Synchronization events report the activity regarding critical sections and locks. Many different synchronization semantics exist and are used by different systems or even sometimes combined. However, most synchronization mechanisms ultimately rely on locks. A thread may acquire a lock, release it if it owns it, or be suspended awaiting for the lock to become available. Often, locks are associated with objects. We define four events: acquire, release, beginwait and end-wait. All synchronization events refer to the involved thread and the associated object, if applicable. Sequencing Rules
Events have to be sequenced in a certain way so to ensure that the reported event stream is consistent. We first assume full reporting in this section, that is, each listener is sent all events and in the same order; Then we will consider partial reporting.
When full reporting is assumed, there are only two fundamental sequencing rules:
1. The entity event reporting the creation of an entity must precede the event reporting its reclamation (death).
2. Any activity events referring to an entity must appear between the entity events reporting the creation and reclamation of that entity.
Although these two rules seem very intuitive, their enforcement is tricky in some cases. We explained earlier that we define three events for types: the create, load, and reclaim events. The rationale is a sequencing one. Type definitions are by definition recursive and potentially cyclic. This suggests to separate the definition of a type from its mere existence so to be able to break cyclic dependencies in type definitions. The create event must precede the load event which must precede the reclaim event. Any other event referring to a class must appear after the load event for that class. For certain languages, maintaining such a precedence invariant in the VM can be tricky. For instance, consider the static initializer feature in the Java language. Static initializers are snippets of code which initialize class static fields at load time. Care must be taken to issue the class load event before any static initializer is run, otherwise the sequencing rules would be violated, having events such as enter and leave events referring to a non-loaded class.
Consider the more interesting case of partial reporting. In this context, listeners are allowed to get only a partial view of the running system. Many different ways have been designed to specify which partial view. Some of the partial reporting options that can be provided include: (i) listen only to one kind of events (type, execution, object, or synchronization); (ii) filtering events on a thread basis; and (iii) suspend and resume monitoring, globally or selectively per thread.

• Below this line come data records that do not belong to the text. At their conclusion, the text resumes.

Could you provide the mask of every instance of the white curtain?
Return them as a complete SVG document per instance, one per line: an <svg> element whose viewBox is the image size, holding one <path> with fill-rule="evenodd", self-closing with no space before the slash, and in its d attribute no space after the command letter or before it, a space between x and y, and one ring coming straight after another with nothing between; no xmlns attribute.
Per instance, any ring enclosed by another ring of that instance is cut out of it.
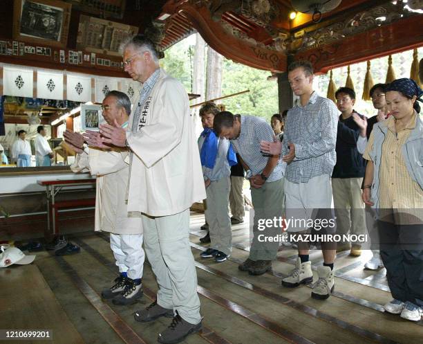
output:
<svg viewBox="0 0 423 344"><path fill-rule="evenodd" d="M135 102L140 90L140 82L133 81L131 79L122 79L120 81L120 91L128 95L128 97L131 99L131 104Z"/></svg>
<svg viewBox="0 0 423 344"><path fill-rule="evenodd" d="M3 87L4 96L33 98L32 70L9 66L3 66Z"/></svg>
<svg viewBox="0 0 423 344"><path fill-rule="evenodd" d="M91 78L90 77L68 74L66 81L68 100L82 102L91 101Z"/></svg>
<svg viewBox="0 0 423 344"><path fill-rule="evenodd" d="M37 72L37 97L62 100L63 73L38 71Z"/></svg>
<svg viewBox="0 0 423 344"><path fill-rule="evenodd" d="M102 102L109 91L118 91L118 80L113 78L95 78L95 102Z"/></svg>

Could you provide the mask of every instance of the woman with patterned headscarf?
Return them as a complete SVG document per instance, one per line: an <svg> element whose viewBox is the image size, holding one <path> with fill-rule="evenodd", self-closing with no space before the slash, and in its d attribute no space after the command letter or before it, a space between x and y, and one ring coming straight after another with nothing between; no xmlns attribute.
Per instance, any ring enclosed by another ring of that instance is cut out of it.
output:
<svg viewBox="0 0 423 344"><path fill-rule="evenodd" d="M376 209L380 254L393 300L385 310L418 321L423 314L423 91L411 79L386 86L391 116L375 125L363 201Z"/></svg>

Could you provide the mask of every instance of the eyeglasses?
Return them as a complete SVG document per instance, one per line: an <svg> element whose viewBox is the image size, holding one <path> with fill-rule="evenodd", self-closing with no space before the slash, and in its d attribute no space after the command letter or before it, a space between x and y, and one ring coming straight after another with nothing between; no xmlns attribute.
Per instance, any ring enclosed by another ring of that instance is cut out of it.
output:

In the event of partial reporting, the previous sequencing rules are not enough to ensure consistency. The following three rules must be added to the above two rules:
3. No defined entity may be reclaimed without its reclamation being reported.
4. No invocation may be reported without its parent being reported.
5. The four synchronization events (acquire, release, beginwait, end-wait) must always exhibit a well-formed sequence.
These rules have to be maintained by the running system as do the first two sequencing rules. However, it is important to notice that even though reporting has been totally or partially turned off, maintaining these rules remains a requirement. In other words, monitoring is never turned off as a subsystem, it may only not report anything.